Прорастали цветы сквозь асфальт... Глава 13 / Ветров Николай
 

Прорастали цветы сквозь асфальт... Глава 13

0.00
 
Ветров Николай
Прорастали цветы сквозь асфальт... Глава 13

Глава 13. Сказать по правде…

 

А вот что сказал главный герой повести, прочитав её:

«А теперь расскажу, как всё началось, без утайки.

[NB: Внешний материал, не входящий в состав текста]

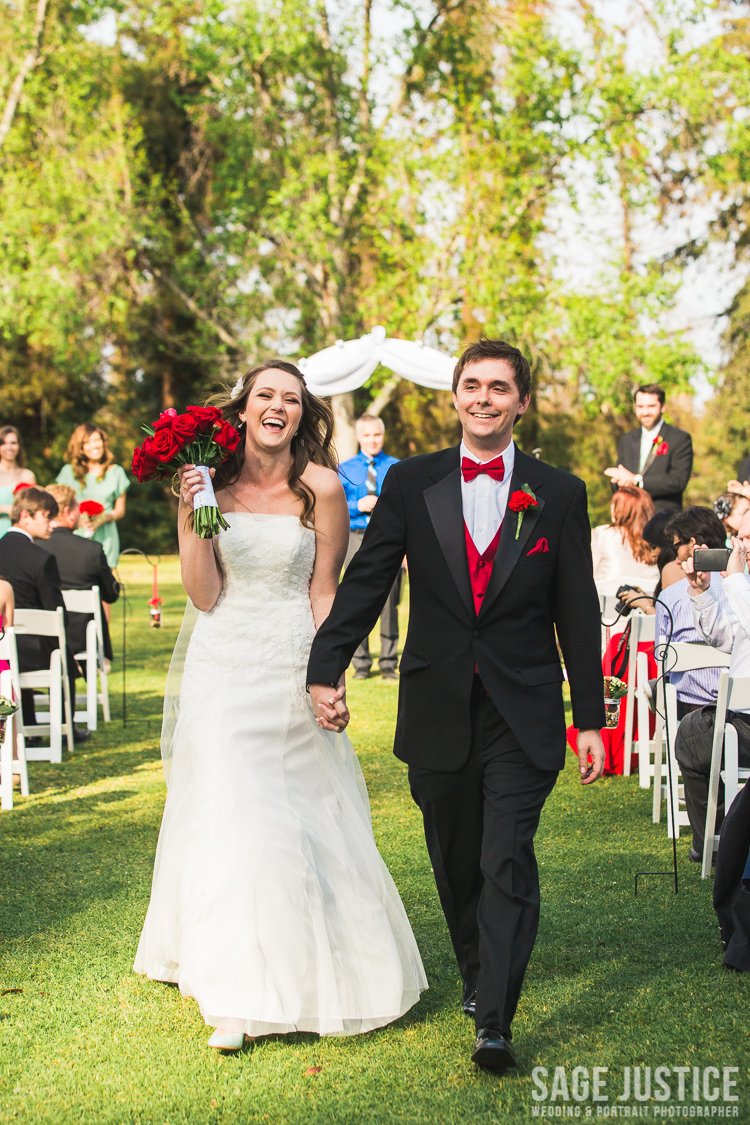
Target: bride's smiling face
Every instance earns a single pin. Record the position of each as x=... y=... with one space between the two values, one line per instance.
x=273 y=411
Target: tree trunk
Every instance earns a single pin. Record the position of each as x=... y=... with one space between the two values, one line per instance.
x=344 y=432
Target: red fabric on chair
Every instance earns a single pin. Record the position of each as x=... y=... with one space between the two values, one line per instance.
x=614 y=739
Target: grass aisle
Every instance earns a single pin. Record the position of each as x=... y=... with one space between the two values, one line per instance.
x=614 y=981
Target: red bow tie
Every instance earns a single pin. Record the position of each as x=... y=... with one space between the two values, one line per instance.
x=494 y=468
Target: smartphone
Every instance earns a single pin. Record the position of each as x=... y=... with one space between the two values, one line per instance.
x=705 y=559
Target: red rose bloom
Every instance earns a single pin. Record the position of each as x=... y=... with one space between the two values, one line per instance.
x=165 y=419
x=521 y=501
x=227 y=438
x=206 y=416
x=186 y=428
x=145 y=466
x=164 y=446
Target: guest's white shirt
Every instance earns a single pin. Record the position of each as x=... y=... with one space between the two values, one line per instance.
x=647 y=442
x=486 y=500
x=614 y=559
x=728 y=629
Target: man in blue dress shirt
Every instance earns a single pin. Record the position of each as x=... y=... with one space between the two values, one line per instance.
x=362 y=477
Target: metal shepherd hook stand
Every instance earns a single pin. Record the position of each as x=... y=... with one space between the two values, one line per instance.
x=154 y=611
x=660 y=653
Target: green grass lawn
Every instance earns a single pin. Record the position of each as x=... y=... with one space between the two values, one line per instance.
x=615 y=981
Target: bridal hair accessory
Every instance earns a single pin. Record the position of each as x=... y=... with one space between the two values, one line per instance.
x=520 y=501
x=201 y=438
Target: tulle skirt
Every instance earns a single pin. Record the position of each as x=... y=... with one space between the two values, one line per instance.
x=270 y=903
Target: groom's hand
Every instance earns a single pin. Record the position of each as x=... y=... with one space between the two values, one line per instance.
x=589 y=743
x=330 y=705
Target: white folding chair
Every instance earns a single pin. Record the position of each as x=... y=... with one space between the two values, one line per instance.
x=642 y=630
x=53 y=680
x=733 y=695
x=680 y=656
x=88 y=601
x=10 y=764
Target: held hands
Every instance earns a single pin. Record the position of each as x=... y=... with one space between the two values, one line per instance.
x=330 y=705
x=621 y=476
x=589 y=743
x=191 y=483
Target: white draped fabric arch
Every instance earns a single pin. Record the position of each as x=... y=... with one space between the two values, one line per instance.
x=348 y=366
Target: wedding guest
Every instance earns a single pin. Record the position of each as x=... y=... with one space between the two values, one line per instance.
x=362 y=477
x=667 y=565
x=657 y=457
x=731 y=507
x=34 y=576
x=690 y=528
x=92 y=473
x=619 y=548
x=12 y=473
x=81 y=563
x=721 y=614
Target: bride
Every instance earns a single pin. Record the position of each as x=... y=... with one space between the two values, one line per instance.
x=270 y=903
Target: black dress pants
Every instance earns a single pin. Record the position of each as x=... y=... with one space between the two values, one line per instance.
x=479 y=827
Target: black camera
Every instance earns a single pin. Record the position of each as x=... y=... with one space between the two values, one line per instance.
x=621 y=606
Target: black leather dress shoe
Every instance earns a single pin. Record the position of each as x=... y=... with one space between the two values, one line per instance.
x=469 y=1004
x=493 y=1051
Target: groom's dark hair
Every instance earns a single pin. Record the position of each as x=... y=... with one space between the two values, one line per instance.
x=496 y=349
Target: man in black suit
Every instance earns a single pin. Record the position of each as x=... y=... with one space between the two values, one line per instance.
x=81 y=564
x=480 y=712
x=33 y=573
x=658 y=457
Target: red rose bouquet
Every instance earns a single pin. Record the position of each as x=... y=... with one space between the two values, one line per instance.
x=93 y=510
x=201 y=438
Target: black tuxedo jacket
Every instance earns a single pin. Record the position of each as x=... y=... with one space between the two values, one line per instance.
x=513 y=638
x=665 y=477
x=82 y=564
x=33 y=574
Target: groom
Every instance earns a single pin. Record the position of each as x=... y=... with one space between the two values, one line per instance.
x=498 y=549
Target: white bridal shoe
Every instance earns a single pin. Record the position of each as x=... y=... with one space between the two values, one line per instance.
x=227 y=1041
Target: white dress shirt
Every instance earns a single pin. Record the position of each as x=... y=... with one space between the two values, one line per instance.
x=647 y=442
x=724 y=626
x=486 y=500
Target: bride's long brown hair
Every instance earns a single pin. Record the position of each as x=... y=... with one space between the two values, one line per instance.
x=312 y=443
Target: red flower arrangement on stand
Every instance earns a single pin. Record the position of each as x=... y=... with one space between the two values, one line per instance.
x=200 y=437
x=93 y=510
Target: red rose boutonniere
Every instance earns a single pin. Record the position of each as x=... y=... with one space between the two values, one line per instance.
x=520 y=501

Ну да, работал я в 1985-86 году в третьеразрядном советском институте. Платили молодому специалисту 120 руб. На руки выдавали 96. Действительно, посылали нас на овощную базу работать. Через день, пятнадцать дней в месяц, по графику, включая выходные. Десять дней приходилось чертить за кульманом. Пока что-то грузили на базе, забывали, что нужно сделать на ватмане. Работы на самом деле не шли хорошо ни там, ни там.

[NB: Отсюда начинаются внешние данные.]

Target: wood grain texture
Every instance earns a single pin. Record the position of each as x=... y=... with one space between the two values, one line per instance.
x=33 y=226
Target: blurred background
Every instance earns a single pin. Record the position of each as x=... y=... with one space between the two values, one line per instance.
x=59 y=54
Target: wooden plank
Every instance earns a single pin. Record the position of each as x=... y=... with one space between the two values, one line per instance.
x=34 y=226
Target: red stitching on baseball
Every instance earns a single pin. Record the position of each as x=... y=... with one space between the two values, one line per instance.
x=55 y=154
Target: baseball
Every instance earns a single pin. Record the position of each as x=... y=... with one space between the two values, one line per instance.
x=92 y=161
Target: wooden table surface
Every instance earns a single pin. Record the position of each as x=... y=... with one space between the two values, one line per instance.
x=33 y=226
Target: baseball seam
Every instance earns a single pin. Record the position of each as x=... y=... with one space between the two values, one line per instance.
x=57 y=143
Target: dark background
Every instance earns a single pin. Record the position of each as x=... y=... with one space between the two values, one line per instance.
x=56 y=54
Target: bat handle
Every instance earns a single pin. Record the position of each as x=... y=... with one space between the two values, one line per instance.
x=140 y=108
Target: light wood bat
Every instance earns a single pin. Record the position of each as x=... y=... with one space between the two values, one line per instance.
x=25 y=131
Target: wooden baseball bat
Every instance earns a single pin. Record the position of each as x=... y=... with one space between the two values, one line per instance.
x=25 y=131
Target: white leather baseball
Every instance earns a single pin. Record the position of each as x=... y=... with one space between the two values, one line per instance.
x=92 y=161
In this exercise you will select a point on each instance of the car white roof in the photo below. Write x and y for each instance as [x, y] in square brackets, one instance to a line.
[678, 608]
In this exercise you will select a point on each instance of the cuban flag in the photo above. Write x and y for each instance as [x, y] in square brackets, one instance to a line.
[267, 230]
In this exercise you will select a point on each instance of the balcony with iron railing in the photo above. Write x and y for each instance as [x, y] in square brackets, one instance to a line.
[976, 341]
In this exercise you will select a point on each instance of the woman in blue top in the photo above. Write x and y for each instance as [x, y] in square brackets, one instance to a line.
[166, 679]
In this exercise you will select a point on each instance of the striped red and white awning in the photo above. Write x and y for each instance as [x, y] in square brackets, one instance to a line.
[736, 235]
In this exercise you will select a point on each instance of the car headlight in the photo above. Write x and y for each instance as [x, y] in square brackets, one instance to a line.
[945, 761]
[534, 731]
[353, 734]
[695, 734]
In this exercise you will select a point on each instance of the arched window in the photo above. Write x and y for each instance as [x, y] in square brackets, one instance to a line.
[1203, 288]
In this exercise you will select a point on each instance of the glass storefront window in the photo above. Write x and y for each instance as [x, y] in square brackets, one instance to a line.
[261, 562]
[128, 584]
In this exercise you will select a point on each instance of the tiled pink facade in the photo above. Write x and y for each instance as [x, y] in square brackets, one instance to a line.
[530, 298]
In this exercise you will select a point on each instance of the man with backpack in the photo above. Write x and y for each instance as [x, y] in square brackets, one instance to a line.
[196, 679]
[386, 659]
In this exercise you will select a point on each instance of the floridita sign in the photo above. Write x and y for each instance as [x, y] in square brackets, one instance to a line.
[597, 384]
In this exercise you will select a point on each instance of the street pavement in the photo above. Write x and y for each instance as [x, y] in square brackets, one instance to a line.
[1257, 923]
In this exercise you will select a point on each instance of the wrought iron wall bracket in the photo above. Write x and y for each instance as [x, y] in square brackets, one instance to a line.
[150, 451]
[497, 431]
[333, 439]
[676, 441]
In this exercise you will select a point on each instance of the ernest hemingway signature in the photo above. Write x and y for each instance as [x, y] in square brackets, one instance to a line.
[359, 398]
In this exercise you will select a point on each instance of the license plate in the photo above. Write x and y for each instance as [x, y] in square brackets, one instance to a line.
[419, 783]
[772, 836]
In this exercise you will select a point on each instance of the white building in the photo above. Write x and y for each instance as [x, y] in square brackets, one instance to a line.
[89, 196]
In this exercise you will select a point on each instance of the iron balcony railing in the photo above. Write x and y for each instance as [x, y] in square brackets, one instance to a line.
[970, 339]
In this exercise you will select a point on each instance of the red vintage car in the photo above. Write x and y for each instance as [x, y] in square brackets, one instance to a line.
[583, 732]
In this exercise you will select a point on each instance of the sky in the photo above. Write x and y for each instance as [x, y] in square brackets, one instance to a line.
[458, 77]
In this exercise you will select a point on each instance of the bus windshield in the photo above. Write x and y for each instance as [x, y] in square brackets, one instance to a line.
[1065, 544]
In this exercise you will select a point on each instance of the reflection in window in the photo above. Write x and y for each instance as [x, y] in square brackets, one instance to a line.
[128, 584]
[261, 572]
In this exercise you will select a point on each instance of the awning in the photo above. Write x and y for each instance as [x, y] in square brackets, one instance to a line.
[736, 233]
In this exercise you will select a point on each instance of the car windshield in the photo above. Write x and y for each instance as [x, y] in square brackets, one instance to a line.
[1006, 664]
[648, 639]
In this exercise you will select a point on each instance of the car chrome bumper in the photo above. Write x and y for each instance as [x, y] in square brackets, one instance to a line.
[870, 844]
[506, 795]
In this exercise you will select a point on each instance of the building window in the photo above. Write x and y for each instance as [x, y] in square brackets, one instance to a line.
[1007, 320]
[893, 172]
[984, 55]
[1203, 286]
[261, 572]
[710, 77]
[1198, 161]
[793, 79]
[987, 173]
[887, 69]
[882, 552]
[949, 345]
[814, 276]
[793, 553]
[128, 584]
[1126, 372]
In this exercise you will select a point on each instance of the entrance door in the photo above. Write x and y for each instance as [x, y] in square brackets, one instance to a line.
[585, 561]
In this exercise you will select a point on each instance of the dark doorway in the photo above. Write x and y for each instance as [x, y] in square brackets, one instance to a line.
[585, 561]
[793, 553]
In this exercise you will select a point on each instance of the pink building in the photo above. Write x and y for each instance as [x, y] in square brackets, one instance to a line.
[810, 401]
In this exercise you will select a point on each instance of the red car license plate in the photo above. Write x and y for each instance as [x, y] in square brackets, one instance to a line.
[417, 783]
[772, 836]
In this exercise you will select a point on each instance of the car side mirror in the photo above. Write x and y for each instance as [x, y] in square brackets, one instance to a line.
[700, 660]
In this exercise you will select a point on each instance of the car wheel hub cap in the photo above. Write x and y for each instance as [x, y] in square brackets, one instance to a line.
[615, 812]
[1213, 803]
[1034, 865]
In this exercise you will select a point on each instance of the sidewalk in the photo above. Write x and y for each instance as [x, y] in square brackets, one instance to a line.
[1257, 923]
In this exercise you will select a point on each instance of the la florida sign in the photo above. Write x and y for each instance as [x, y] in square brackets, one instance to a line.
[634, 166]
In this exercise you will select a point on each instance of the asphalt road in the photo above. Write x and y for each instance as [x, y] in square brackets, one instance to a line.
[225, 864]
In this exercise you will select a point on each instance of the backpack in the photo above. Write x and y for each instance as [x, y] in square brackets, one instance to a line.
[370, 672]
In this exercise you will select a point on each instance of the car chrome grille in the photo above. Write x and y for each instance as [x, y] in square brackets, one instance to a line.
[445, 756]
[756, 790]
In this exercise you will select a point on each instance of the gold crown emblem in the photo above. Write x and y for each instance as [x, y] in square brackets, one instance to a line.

Атмосфера в институте была застойная. Среди щелей старого паркета ползали клопы (пылесосов тогда не предусматривалось). Как клопы вели себя и многие сотрудники. Жалили молодых, морально притесняли. Когда узнали, что мы 15 дней в месяц ходим на базу разнружать вагоны и фуры, стали обзывать нас «штрафниками». Я помню многие лица «работников», но никого не хочется вспомнить по имени. Видно, не стоит?

Да и на базу я, честно сказать, быстро «забил». Когда узнал, что ничего нам там не заплатят, перестал выходить туда по выходным, а потом и в будни. Интересно, что при этом никто и нигде не проставил мне прогулов. То есть настоящего контроля ни на базе, ни в институте не было.

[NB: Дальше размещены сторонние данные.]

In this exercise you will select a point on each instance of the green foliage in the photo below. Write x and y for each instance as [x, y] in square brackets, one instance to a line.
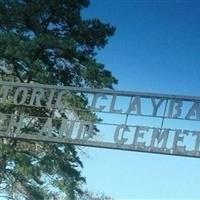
[48, 42]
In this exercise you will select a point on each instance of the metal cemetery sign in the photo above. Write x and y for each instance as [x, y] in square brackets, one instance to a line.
[144, 122]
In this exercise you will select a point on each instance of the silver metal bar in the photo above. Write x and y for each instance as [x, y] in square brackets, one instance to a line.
[105, 145]
[105, 91]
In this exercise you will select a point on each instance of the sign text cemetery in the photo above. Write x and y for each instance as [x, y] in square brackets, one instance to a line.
[135, 121]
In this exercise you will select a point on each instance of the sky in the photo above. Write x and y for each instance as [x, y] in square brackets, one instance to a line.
[156, 48]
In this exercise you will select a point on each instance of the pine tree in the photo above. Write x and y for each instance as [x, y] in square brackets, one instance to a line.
[48, 42]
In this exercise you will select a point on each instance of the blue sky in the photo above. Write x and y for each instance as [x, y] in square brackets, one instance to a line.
[156, 48]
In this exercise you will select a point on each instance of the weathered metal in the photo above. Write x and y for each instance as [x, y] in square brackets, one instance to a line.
[135, 121]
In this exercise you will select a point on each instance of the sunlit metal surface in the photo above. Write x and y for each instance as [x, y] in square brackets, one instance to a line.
[135, 121]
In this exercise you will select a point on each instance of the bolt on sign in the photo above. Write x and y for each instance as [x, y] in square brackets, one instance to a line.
[134, 121]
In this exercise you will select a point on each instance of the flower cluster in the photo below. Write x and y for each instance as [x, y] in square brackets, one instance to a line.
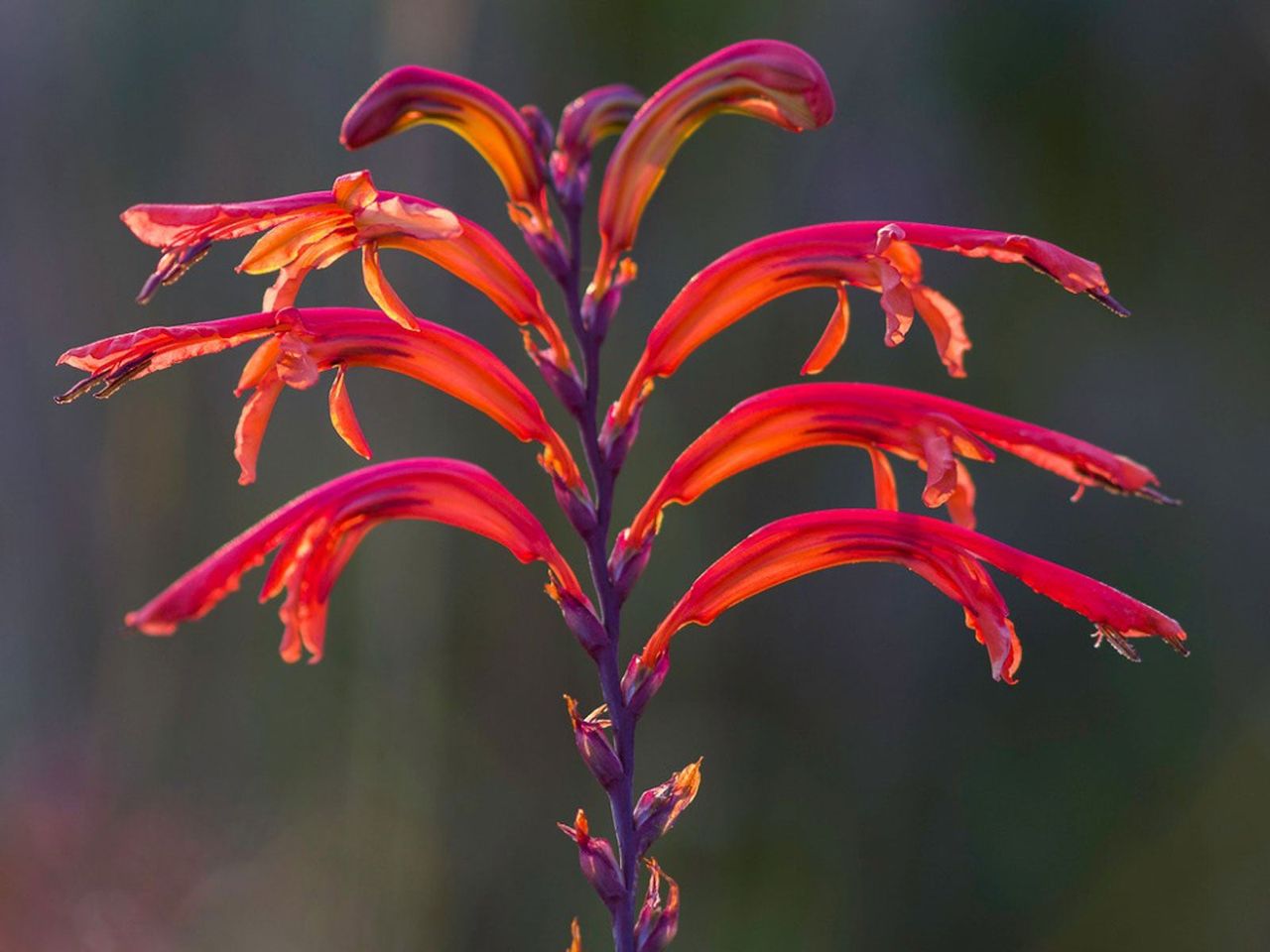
[545, 173]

Один из членов Политбюро ЦК КПСС поведал в интервью (в 90-е годы), что на овощных базах в СССР пропадало свыше 50 % производимого в стране урожая овощей и фруктов. Сгнивало, разворовывалось, продавалось «налево» целыми товарными ж/д составами. Недаром только начавшие работать кладовщики катались на новых собственных машинах и гуляли в ресторанах.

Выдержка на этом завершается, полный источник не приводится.